I can write about this now because 6 months was the benchmark. It took 6 months after my first lung surgery, not performed by Dr. Sinervo, for another lung collapse to return. I feel confident I am out of this danger-zone today.

There was also a secondary goal to this surgery, to see if removing the diffused Endo from my abdominal area would increase my likelihood of conceiving. For several years I had been trying to become pregnant. When I asked, a fertility specialist told me that I did not have Endometriosis, but without ever conducting the diagnostic laparoscopy necessary to deny it.

Dr. Sinervo was the first surgeon to perform a laparoscopy on me, and the pathology tests absolutely offered a concrete Endo diagnosis. And this is why Endo is so truly terrible: it is passed over by medical professionals, like the fertility specialist, as if it were not a true threat.

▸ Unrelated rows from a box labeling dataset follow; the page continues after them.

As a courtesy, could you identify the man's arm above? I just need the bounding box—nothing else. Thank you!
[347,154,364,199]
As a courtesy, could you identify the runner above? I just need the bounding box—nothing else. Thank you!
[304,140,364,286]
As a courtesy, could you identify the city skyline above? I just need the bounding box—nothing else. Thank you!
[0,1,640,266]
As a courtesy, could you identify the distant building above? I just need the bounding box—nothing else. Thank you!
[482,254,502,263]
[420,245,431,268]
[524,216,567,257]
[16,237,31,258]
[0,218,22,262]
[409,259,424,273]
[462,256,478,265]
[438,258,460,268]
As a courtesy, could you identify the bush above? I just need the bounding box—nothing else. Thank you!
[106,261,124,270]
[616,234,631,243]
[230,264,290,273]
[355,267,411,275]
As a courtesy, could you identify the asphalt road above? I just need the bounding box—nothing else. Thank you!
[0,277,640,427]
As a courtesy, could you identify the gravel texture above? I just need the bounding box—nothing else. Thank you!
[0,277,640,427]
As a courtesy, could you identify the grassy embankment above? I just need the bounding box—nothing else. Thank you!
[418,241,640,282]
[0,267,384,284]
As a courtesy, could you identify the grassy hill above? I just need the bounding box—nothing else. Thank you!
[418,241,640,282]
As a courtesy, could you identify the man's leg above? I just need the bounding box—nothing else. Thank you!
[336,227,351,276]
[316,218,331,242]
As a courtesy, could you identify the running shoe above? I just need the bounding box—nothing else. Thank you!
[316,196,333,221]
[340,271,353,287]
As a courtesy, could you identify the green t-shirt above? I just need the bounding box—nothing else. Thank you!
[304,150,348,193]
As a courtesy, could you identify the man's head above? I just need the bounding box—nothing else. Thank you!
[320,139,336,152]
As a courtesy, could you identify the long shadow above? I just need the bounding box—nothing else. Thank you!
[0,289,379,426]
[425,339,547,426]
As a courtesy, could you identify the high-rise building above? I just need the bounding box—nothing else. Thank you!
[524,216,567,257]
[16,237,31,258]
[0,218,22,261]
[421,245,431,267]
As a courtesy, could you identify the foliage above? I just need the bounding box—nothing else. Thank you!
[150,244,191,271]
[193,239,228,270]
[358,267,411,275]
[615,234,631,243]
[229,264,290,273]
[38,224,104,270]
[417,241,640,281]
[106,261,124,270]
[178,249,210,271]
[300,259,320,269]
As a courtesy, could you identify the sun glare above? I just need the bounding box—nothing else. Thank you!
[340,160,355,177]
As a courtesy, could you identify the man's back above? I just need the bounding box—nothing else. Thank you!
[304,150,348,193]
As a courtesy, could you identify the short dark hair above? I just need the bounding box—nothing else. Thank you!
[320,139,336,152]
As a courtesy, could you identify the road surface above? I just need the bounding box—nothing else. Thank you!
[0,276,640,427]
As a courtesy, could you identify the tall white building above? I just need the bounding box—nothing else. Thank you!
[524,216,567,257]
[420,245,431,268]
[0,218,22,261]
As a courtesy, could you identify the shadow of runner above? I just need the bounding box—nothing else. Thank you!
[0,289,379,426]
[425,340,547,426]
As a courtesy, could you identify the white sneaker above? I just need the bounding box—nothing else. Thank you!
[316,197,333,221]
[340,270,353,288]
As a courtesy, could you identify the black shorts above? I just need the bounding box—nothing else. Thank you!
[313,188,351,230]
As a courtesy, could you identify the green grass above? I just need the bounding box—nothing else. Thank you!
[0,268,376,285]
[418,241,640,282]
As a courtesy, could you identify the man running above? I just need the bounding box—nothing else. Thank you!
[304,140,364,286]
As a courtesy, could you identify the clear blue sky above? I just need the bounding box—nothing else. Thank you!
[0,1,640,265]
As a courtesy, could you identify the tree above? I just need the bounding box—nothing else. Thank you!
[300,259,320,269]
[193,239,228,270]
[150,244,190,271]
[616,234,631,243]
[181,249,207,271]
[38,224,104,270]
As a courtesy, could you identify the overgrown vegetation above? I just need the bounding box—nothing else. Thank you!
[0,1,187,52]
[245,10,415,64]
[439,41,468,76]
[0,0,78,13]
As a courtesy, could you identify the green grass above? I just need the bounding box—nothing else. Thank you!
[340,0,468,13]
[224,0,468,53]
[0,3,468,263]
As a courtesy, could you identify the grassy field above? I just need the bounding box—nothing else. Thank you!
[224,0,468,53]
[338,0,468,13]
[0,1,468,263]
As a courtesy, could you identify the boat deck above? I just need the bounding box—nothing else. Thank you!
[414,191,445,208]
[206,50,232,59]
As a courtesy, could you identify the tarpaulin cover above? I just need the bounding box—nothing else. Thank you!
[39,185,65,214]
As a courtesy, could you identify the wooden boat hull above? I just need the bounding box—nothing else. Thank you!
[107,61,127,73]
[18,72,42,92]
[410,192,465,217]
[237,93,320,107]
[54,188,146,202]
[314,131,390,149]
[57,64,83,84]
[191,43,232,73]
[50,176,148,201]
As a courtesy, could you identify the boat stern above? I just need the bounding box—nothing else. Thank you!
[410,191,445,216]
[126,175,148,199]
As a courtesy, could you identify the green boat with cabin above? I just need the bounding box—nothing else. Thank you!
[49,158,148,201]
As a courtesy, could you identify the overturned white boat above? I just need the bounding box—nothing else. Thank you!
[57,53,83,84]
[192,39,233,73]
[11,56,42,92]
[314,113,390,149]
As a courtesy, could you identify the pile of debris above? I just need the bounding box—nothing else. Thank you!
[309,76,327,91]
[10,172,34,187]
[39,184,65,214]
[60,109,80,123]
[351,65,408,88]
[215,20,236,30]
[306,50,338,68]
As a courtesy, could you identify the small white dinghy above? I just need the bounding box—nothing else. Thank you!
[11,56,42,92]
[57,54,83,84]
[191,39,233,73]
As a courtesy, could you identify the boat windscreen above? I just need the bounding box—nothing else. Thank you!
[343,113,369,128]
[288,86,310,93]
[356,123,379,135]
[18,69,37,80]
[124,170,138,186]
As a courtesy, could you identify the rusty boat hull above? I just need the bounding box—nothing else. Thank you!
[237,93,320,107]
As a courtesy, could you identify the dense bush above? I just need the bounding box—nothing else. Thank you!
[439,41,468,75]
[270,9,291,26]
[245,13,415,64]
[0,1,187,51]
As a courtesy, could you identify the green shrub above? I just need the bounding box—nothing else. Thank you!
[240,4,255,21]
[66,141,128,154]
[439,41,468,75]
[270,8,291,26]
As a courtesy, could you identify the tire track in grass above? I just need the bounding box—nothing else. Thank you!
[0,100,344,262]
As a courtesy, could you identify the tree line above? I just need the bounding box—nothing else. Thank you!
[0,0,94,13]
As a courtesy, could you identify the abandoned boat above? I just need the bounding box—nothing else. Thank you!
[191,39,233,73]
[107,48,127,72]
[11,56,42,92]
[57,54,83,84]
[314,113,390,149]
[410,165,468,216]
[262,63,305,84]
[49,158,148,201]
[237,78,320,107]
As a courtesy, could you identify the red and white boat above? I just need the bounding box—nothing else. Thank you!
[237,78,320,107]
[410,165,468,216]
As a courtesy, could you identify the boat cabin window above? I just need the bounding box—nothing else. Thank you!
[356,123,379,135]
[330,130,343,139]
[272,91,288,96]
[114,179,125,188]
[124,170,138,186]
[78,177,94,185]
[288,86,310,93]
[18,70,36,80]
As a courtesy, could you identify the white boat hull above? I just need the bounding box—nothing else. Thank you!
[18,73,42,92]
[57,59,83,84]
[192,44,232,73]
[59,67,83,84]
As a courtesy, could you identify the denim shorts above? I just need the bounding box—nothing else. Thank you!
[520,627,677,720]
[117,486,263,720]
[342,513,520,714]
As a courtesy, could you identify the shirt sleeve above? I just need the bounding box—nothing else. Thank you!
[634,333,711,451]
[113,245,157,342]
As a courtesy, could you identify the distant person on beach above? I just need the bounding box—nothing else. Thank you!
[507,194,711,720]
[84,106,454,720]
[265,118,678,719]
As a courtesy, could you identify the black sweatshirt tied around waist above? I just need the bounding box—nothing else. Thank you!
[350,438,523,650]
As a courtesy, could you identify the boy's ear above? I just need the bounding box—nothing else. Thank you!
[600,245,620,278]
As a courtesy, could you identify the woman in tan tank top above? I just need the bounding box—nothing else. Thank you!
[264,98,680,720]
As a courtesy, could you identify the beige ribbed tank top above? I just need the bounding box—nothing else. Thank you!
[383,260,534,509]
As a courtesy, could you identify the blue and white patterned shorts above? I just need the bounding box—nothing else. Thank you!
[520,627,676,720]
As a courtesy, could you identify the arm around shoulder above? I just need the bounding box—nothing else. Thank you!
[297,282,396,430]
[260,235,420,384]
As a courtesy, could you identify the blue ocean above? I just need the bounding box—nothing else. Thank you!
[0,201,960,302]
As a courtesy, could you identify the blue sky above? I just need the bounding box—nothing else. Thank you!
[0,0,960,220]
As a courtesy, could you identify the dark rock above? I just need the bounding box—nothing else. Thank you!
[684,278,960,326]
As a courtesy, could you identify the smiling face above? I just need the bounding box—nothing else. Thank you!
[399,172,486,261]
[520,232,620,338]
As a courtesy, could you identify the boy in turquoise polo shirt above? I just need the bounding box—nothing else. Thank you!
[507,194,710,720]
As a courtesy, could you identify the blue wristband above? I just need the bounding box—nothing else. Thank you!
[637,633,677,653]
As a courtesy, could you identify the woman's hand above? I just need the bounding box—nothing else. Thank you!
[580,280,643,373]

I knew my chances of having Endo were more than likely. Women in my family have Endo, but the story was that it would go away after becoming pregnant. I wasn’t ready for that step till my mid-30s, but by then my womb may have been an ‘inhospitable’ environment for conception. Inhospitable is a crappy word sometimes used in this context. I still have to live here. But, I digress.

There are two very human moments with Dr. Sinervo that I remain grateful for. Before surgery, he held my hand and prayed over me. He asked God to heal me, and that prayer included my respiratory health, my reproductive health, and so much more. We were asking a higher power to intercede even as we put our faith in science.

Secondly, Dr. Sinervo came to see me in my hospital room the day after surgery. I was highly medicated with my chest tube in, and my mind was still preoccupied with my infertility issue. I asked him if all the Endo we found in my abdomen was the reason why I couldn’t get pregnant. He believed it contributed to the problem, and now — maybe — there would be a chance that pregnancy was possible, since that Endo was removed.

At this point in time, I have still never been pregnant. But, I also do not wreck my head trying to understand the unsolved mystery behind that. Dr. Sinervo also indicated that I may have Adenomyosis, a disease that effects the uterus, makes pregnancy a bigger challenge, and is often is resolved by hysterectomy. This one is even more difficult to diagnose, but I believe there’s a strong possibility based on his expert knowledge.

Dr. Sinervo is the only medical professional ever to share the word ‘Adenomyosis’ with me. It’s as if every OBGYN in my life went to great lengths to overlook these diseases that eventually would dominate my life direction.

I moved to Atlanta so I could receive this care. If Dr. Sinervo was working in Siberia, I’d be in Siberia. That’s how much I believe in this doctor.